Trinity is an anomaly as it is the only stand-alone Catholic junior high school in the diocese, and next year it will be the only Catholic middle school. Most elementary schools in Little Rock and northwest Arkansas go through eighth grade, incorporating some middle school aspects for their older students.

Eighth graders have been veering between excitement at starting high school a year earlier and sadness about leaving after only two years.
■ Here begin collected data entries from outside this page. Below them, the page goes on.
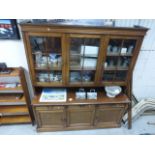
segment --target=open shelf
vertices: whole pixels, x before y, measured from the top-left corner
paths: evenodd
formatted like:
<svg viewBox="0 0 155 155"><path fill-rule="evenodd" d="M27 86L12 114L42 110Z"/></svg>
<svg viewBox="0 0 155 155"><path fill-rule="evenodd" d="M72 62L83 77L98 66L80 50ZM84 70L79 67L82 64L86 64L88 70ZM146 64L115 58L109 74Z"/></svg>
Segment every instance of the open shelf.
<svg viewBox="0 0 155 155"><path fill-rule="evenodd" d="M0 88L0 93L23 93L21 86L15 88Z"/></svg>
<svg viewBox="0 0 155 155"><path fill-rule="evenodd" d="M108 57L120 57L120 56L126 56L126 57L132 57L132 54L113 54L113 53L107 53Z"/></svg>
<svg viewBox="0 0 155 155"><path fill-rule="evenodd" d="M22 96L21 98L8 97L7 99L0 99L0 106L7 106L7 105L26 105L25 97Z"/></svg>
<svg viewBox="0 0 155 155"><path fill-rule="evenodd" d="M36 71L47 71L47 72L50 72L50 71L61 71L62 68L61 67L47 67L47 68L35 67L35 70Z"/></svg>
<svg viewBox="0 0 155 155"><path fill-rule="evenodd" d="M85 104L117 104L117 103L130 103L127 95L121 93L115 98L109 98L106 96L103 91L97 91L97 100L95 99L85 99L85 100L77 100L75 98L75 91L68 90L67 91L67 101L66 102L39 102L41 93L37 93L34 97L32 104L33 105L85 105ZM72 99L72 101L70 101Z"/></svg>
<svg viewBox="0 0 155 155"><path fill-rule="evenodd" d="M20 72L18 68L9 68L12 71L9 74L0 74L0 77L19 76Z"/></svg>
<svg viewBox="0 0 155 155"><path fill-rule="evenodd" d="M127 71L129 68L128 67L106 67L104 68L105 71Z"/></svg>
<svg viewBox="0 0 155 155"><path fill-rule="evenodd" d="M31 123L31 118L28 115L2 116L0 122L1 124Z"/></svg>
Next spring Trinity will be celebrating awards nights as well as graduations for both grades 8 and 9. 

“The eighth graders hold a special place in our hearts because we’ll only have them two years,” Hollenbeck said. “We are very sad that there will be one less year of Catholic education in Fort Smith, but they will have opportunities we can’t offer, from more advanced placement classes and internships to technical training at the new Peak Center the school district is building.”

While the atmosphere at Trinity is primarily upbeat, the reconfiguration presents challenges for Immaculate Conception and Christ the King schools.  

“CTK and IC will be losing an entire grade causing significant loss of students, families, volunteers and income,” Blentlinger said. “Most likely staff will need to be adjusted.  Our school board has formed an ad hoc committee to study the areas of finance, personnel and facilities to determine the impact the change will have on our school and discern solutions so that Immaculate Conception remains a strong dynamic Catholic school in our community.”